Adding biased decoding

whitemamba · February 12, 2017, 2:31am

Hi everyone, I am trying to add biased decoding to the model, but I am unsure of how to do this. Basically, my model is trying to add punctuation to the source sentences, so the only ‘words’ I want it to output is either the original word, or let’s say a comma (for simplicity sake).
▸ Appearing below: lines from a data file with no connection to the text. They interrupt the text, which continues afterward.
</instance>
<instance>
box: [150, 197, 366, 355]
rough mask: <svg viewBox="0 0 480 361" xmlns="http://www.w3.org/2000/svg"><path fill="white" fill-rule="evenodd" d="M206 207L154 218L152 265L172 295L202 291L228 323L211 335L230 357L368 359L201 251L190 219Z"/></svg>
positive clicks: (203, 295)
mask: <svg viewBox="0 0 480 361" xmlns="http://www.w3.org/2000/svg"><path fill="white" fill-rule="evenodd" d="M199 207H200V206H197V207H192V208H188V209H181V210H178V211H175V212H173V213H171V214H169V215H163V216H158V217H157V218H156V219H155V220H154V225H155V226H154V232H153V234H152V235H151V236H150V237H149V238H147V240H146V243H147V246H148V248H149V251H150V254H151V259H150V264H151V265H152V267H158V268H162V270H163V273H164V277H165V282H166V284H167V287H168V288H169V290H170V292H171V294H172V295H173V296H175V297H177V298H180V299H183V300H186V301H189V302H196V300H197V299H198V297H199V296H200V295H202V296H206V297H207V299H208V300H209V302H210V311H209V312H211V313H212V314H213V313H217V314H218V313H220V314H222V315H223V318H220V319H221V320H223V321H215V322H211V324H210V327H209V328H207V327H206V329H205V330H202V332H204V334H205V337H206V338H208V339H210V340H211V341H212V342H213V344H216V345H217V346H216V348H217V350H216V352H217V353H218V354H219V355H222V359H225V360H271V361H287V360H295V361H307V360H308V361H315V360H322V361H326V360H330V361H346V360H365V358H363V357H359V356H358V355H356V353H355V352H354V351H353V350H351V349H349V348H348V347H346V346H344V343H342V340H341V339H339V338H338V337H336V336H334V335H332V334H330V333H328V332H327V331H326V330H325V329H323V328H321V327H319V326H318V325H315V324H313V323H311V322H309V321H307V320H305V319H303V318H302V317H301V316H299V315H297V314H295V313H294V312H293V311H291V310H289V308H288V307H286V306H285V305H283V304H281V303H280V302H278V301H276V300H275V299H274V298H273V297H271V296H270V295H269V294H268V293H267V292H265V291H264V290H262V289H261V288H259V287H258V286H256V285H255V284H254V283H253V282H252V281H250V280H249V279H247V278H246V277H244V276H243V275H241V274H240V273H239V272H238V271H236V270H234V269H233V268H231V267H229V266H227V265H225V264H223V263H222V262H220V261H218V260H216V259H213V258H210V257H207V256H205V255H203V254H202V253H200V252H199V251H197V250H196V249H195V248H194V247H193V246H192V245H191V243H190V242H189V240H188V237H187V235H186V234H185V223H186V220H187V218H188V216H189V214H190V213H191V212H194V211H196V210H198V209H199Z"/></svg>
Therefore, is there any way to bias decoding such that the only words that the model considers are the original word and the comma, and nothing else?

whitemamba · February 12, 2017, 10:17am

By the way, this is how it was done on TensorFlow: http://atpaino.com/2017/01/03/deep-text-correcter.html

However, I am not that familiar with Lua and Torch yet, so I’m not sure how this can be translated onto this model.

srush · February 13, 2017, 3:30pm

Oh yes, this is something that we are interested in as well.

The new beam search should make this possible, although you will have to modify the code.

In particular see this function:

github.com

OpenNMT/OpenNMT/blob/master/onmt/translate/DecoderAdvancer.lua#L144




--[[Expand function. Expands beam by all possible tokens and returns the
scores.


Parameters:


* `beam` - an `onmt.translate.Beam` object.


Returns:


* `scores` - a 2D tensor of size `(batchSize * beamSize, numTokens)`.


]]
function DecoderAdvancer:expand(beam)
local state = beam:getState()
local decOut = state[2]
local out = self.decoder.generator:forward(decOut)
local features = {}
for j = 2, #out do
  local _, best = out[j]:max(2)
  features[j - 1] = best:view(-1)

It will allow you to return a (batchSize * beamSize) tensor at each step of beam search. If you return false on “bad” outputs it will ignore them.

whitemamba · March 5, 2017, 12:51pm

Hello, thanks for your response! I tried to do what you suggested for a looong time, but haven’t really gotten anywhere as I really can’t understand the code. Let’s say I only want it to output ‘a’ or ‘b’, which have index number of 1 and 2 respectively in the dict. How do I check if the token (which I understand is a tensor?) is equal to either ‘a’ or ‘b’?

Also, let’s say the original sentence is ‘c d e f’. Is the token the predicted word or the original word? And if it is the predicted word, is there a way to access the original word/sentence data?